Tuesday, October 11, 2022

"I believe..."

Our congregation once used the Seventh Day Baptist Statement of Belief, along with scripture and hymns appropriate to each affirmation, in our weekly worship service. We also sometimes repeated together the Apostles' Creed. Today I ran across a useful definition of "creed" included in "5 Things You Should Know about Creeds":
The word “creed” comes from the Latin word credo, which simply means “I believe.” The plural form is credimus, which means “we believe.” In short, when we recite a creed, we are simply making a statement concerning what we believe. What this means is that if you believe anything, you have a creed. What if you say, “I believe in no creed but Christ”? Well, then, that’s your creed. It’s a short creed, but it is a creed. When we understand that creeds are human statements of faith, it also helps us better understand the relationship between Scripture and creeds. Holy Scripture is inspired. The Greek word in 2 Timothy 3:16 is theopneustos, which literally means “God-breathed.” Scripture is the inspired Word of God. Creeds are non-inspired words of men.

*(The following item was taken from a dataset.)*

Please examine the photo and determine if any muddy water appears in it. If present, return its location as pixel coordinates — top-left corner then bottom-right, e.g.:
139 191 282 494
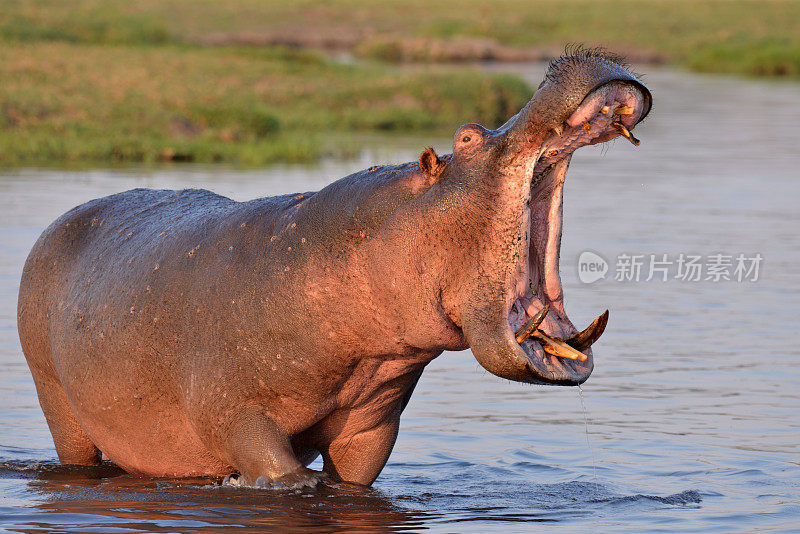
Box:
0 67 800 532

In the Scriptures, we hear God saying, “Thus saith the Lord...” In the creeds, we respond, “We believe you...”
That is the first of the "5 Things." All five:
  1. The word “creed” comes from the Latin word credo, which simply means “I believe.”
  2. The Bible itself uses creed-like summaries.
  3. The Apostles did not write the Apostles’ Creed.
  4. The Nicene Creed was written in order to defend the biblical teaching concerning God against heretics.
  5. The use of creeds is not a slippery slope to Roman Catholicism.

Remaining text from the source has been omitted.